Here's a complete cleaned up presentation of S combinator:
lambda=:3 :0
if. 1=#;:y do.
3 :((y,'=.y');<;._2]0 :0)`''
else.
(,<#;:y) Defer (3 :(('''',y,'''=.y');<;._2]0 :0))`''
end.
)
Defer=:2 :0
if. (_1 {:: m) <: #m do.
v |. y;_1 }. m
else.
(y;m) Defer v`''
end.
)
I=: lambda 'x'
x
)
K=: lambda 'x y'
x
)
S=: lambda 'x y z'
(x`:6 z)`:6 y`:6 z
)
I is a simple identity mechanism.
K produces a constant function. Conceptually it's similar to [ (with
something like an implicit & when you give it only one argument
because of the way lambda is used)
S is something like a monadic hook.
Thus,
((S`:6 K)`:6 K)`:6 'a'
a
((S`:6 K)`:6 I)`:6 'a'
a
((S`:6 K)`:6 S)`:6 'a'
a
It does not matter what the second operation is, since it gets
ignored. Here's a presentation of this concept in native J:
([ [) 'a'
a
([ ]) 'a'
a
([ S`:6) 'a'
a
([ (; #)) 'a'
a
When you use a left identity as the left tine of a monadic fork, any
valid verb used in the right tine of the fork will be ignored.

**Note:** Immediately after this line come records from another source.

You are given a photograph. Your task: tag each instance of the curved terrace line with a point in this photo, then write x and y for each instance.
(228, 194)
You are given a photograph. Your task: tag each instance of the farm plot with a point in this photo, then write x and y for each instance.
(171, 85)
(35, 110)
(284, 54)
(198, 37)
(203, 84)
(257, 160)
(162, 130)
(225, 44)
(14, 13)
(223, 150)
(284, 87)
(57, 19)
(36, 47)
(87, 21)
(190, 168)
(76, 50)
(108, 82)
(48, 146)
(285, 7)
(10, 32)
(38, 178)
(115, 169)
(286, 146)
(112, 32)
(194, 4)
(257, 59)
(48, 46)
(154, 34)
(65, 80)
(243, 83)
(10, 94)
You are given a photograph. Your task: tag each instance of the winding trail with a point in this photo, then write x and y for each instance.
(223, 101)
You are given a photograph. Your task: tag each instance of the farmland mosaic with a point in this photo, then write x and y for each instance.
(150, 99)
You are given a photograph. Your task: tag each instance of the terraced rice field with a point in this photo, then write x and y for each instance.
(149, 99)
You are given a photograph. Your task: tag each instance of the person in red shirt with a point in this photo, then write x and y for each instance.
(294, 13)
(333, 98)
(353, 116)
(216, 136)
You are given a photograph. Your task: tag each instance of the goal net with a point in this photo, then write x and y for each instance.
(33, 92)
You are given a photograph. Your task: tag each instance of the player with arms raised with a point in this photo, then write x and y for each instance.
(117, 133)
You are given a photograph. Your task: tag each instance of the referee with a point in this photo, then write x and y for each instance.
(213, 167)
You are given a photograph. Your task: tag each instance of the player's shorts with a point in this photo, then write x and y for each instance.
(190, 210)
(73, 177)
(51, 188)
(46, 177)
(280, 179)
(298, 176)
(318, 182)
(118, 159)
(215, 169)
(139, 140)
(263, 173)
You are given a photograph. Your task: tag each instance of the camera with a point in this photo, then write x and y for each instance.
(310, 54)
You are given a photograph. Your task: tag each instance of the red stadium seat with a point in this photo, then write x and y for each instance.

Also, here's the Y combinator expressed using this system:
Y=: lambda 'f x'
(f`:6 (Y`:6 f))`:6 x
)
almost_factorial=: lambda 'f n'
if. 0 >: n do. 1
else. n * f`:6 n-1 end.
)
almost_fibonacci=: lambda 'f n'
if. 2 > n do. n
else. (f`:6 n-1) + f`:6 n-2 end.
)
(Y`:6 almost_factorial)`:6] 5
120
And to get rid of the word forming issue with `:6 you might instead want to use
Ev=: `:6
(Y Ev almost_factorial)Ev 5
120
(Y Ev almost_fibonacci)Ev 8
21
And, finally:
successor=: lambda 'f n'
try. f`:6 n+1 catch. n end.
)
(Y Ev successor)Ev 0
This will hang the machine.
So here we have a model for recursion in J which is not limited by the C stack.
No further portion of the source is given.